Top 5 Reasons Why Your Weight May Fluctuate

If you’ve been working hard on losing weight day after day, it can be so frustrating to step on the scale and not see any results — or worse, that the number has gone up! Before you freak out, first take a look at these top 5 totally normal reasons why your weight may fluctuate. 

1. Did you eat or drink anything? 

It’s recommended to weigh yourself first thing in the morning for a reason — the physical weight of food and drinks can definitely show up on the scale. Before your body digests and utilizes that food for energy, it will show up in ounces or pounds — even if that food or drink has zero calories, like water. Keep in mind that a large late-night meal can also show up as extra weight in the morning. 

2. Have you had a lot of salt or carbohydrates? 

Foods that are high in sodium or carbohydrates will cause your body to hold on to extra water weight. While sometimes having excess carbs is a good thing to load up your muscles and liver with stored energy — this is why runners will “carb load” before a marathon — each gram of stored carbs will have 2–3 grams of water attached along with it. On the other hand, salty foods cause water retention because the body struggles to regulate the balance between fluids and sodium, leaving you feeling bloated or puffy.

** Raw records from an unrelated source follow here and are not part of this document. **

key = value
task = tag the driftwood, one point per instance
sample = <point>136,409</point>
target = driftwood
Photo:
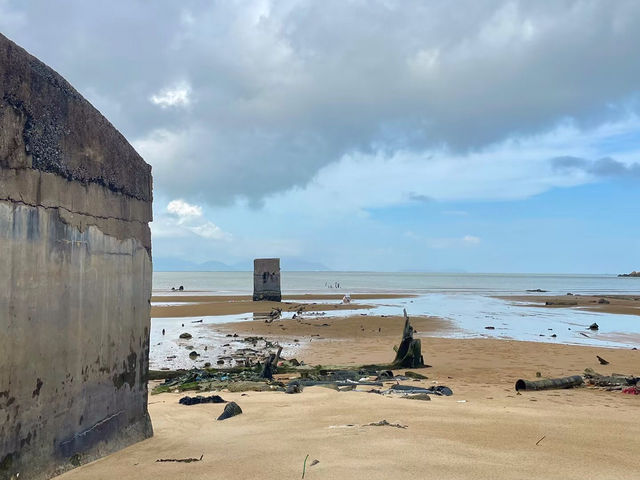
<point>551,383</point>
<point>182,460</point>
<point>270,364</point>
<point>409,353</point>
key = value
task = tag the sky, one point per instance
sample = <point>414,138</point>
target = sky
<point>384,135</point>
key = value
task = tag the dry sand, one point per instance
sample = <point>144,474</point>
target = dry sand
<point>483,431</point>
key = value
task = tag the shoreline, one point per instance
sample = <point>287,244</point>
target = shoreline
<point>485,430</point>
<point>617,304</point>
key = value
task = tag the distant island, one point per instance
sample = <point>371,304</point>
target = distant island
<point>632,274</point>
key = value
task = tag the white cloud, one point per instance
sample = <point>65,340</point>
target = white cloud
<point>511,170</point>
<point>184,209</point>
<point>175,96</point>
<point>183,219</point>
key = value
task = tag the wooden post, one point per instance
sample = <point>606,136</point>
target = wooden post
<point>409,353</point>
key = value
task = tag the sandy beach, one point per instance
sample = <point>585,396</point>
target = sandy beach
<point>484,430</point>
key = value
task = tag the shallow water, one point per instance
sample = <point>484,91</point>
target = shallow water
<point>469,315</point>
<point>241,283</point>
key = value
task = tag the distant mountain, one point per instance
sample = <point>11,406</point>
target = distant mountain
<point>288,264</point>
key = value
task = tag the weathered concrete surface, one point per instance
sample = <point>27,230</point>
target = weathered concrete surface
<point>75,276</point>
<point>266,279</point>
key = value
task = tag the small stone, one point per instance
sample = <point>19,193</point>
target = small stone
<point>294,387</point>
<point>418,396</point>
<point>231,409</point>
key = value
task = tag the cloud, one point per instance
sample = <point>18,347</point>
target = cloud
<point>603,167</point>
<point>183,209</point>
<point>286,89</point>
<point>464,242</point>
<point>176,96</point>
<point>183,219</point>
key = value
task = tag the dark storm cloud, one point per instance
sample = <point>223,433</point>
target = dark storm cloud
<point>279,89</point>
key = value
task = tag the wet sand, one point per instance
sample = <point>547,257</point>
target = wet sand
<point>484,431</point>
<point>620,304</point>
<point>587,433</point>
<point>193,305</point>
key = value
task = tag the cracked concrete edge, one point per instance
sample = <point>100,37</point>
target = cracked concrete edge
<point>79,205</point>
<point>48,126</point>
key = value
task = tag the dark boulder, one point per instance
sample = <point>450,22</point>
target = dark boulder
<point>200,399</point>
<point>231,409</point>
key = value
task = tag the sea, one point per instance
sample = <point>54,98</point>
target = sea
<point>241,283</point>
<point>467,302</point>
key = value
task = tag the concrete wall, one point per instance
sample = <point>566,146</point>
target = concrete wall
<point>75,276</point>
<point>266,279</point>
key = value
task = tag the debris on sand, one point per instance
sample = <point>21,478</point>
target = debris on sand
<point>384,423</point>
<point>231,409</point>
<point>182,460</point>
<point>409,353</point>
<point>200,399</point>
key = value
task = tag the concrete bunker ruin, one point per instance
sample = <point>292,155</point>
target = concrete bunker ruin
<point>75,276</point>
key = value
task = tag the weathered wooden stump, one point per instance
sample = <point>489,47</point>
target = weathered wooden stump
<point>409,353</point>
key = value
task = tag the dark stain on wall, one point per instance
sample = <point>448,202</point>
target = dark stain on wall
<point>36,392</point>
<point>128,374</point>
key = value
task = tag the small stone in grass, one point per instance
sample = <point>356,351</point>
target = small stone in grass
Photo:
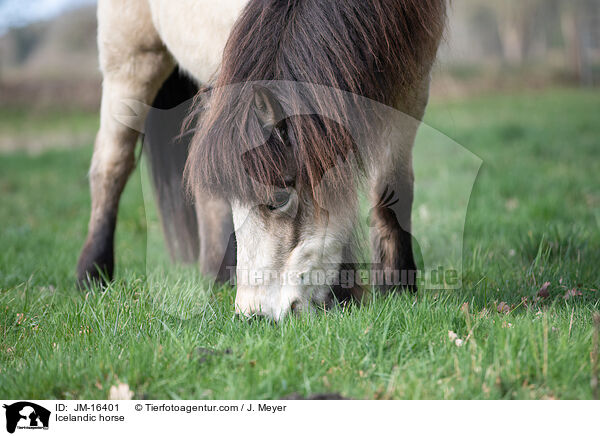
<point>543,292</point>
<point>503,307</point>
<point>120,392</point>
<point>572,293</point>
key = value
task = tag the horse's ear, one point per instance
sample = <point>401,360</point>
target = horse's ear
<point>267,107</point>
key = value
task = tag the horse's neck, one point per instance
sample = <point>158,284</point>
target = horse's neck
<point>195,32</point>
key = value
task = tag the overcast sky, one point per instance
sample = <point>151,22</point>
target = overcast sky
<point>15,13</point>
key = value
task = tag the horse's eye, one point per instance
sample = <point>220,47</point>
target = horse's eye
<point>282,198</point>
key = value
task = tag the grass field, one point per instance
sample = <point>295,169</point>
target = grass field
<point>534,217</point>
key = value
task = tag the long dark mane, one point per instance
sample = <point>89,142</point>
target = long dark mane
<point>376,49</point>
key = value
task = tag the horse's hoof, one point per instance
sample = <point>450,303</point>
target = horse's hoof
<point>94,268</point>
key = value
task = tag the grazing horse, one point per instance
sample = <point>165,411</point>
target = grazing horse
<point>273,154</point>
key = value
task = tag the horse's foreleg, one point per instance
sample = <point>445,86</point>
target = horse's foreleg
<point>137,79</point>
<point>392,197</point>
<point>393,262</point>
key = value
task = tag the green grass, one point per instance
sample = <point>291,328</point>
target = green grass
<point>533,217</point>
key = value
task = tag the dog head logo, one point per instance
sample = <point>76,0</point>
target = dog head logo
<point>26,415</point>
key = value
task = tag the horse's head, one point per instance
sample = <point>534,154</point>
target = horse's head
<point>288,180</point>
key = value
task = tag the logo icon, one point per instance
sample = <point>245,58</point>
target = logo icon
<point>26,415</point>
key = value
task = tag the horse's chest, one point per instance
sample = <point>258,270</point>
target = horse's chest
<point>195,32</point>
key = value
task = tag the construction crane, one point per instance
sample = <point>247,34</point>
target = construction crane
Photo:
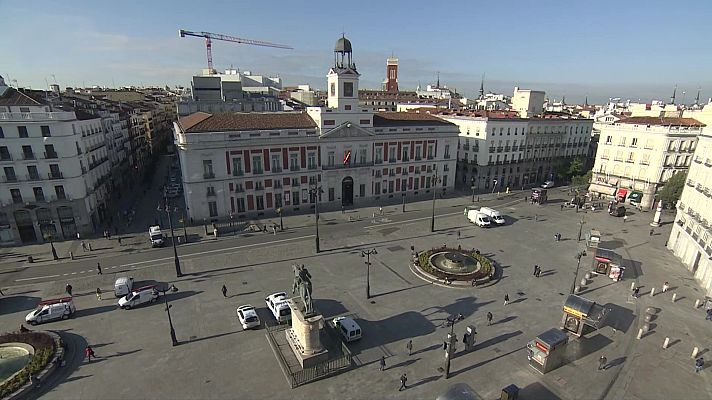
<point>216,36</point>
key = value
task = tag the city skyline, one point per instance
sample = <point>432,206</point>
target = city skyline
<point>633,51</point>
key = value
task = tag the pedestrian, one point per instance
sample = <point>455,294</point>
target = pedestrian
<point>602,363</point>
<point>699,363</point>
<point>404,379</point>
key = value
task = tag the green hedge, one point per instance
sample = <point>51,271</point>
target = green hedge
<point>424,263</point>
<point>44,351</point>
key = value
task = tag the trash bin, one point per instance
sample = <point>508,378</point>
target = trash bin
<point>510,392</point>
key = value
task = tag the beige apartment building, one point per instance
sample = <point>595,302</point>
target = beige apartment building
<point>637,155</point>
<point>691,236</point>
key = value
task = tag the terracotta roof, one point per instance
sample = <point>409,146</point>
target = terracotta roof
<point>662,121</point>
<point>14,97</point>
<point>406,119</point>
<point>221,122</point>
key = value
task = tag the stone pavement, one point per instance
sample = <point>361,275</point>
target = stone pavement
<point>218,360</point>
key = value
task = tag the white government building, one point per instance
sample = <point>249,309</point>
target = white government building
<point>237,165</point>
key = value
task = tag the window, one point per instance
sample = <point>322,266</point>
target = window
<point>39,195</point>
<point>208,169</point>
<point>59,191</point>
<point>16,196</point>
<point>257,165</point>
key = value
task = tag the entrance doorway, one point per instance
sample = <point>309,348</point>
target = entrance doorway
<point>347,191</point>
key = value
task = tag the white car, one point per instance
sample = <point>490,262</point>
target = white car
<point>248,317</point>
<point>277,304</point>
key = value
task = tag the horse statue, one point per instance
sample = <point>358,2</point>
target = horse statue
<point>302,283</point>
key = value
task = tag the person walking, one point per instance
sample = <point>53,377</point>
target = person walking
<point>404,379</point>
<point>602,361</point>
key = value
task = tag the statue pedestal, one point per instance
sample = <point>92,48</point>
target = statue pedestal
<point>303,336</point>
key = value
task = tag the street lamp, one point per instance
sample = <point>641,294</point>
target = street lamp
<point>452,320</point>
<point>172,288</point>
<point>173,238</point>
<point>578,265</point>
<point>315,191</point>
<point>434,185</point>
<point>367,254</point>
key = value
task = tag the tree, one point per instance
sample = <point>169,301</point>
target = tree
<point>672,188</point>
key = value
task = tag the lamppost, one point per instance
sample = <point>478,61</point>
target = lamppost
<point>578,265</point>
<point>316,191</point>
<point>367,254</point>
<point>450,344</point>
<point>434,185</point>
<point>173,238</point>
<point>172,288</point>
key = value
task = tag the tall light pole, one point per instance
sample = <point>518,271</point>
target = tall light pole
<point>367,254</point>
<point>173,238</point>
<point>452,320</point>
<point>578,265</point>
<point>316,191</point>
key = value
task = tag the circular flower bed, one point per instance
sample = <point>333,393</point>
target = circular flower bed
<point>423,262</point>
<point>44,346</point>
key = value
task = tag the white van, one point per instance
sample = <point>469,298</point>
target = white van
<point>50,310</point>
<point>146,294</point>
<point>494,215</point>
<point>348,328</point>
<point>478,218</point>
<point>156,236</point>
<point>123,286</point>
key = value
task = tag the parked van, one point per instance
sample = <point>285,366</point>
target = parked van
<point>50,310</point>
<point>348,328</point>
<point>156,236</point>
<point>478,218</point>
<point>123,286</point>
<point>494,215</point>
<point>146,294</point>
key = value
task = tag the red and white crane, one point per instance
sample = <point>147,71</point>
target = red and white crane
<point>209,37</point>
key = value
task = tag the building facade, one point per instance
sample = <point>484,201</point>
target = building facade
<point>55,169</point>
<point>691,236</point>
<point>244,164</point>
<point>637,155</point>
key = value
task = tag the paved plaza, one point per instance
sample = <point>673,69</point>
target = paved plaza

3. Did you just work out? 

Sometimes your weight can fluctuate downwards if you just sweated a lot, as your body can dehydrate and lose water weight. However, keep in mind that this is not a long-term weight loss solution, and your body will re-gain the weight once you rehydrate. 

4. Is it the weekend?

Another thing to analyze is whether you eat or drink differently on the weekend versus weekdays. Some people will deviate from their regular healthful routines on the weekends, leading to a slightly higher weigh-in. 

5. Are hormones to blame?

Females tend to be more prone to weight fluctuations because of our menstrual cycles, with higher weights being more common in the pre-menstrual and menstrual phases. High cortisol levels can also affect both men and women — cortisol is our main stress hormone that can increase inflammation, hunger hormones, and weight.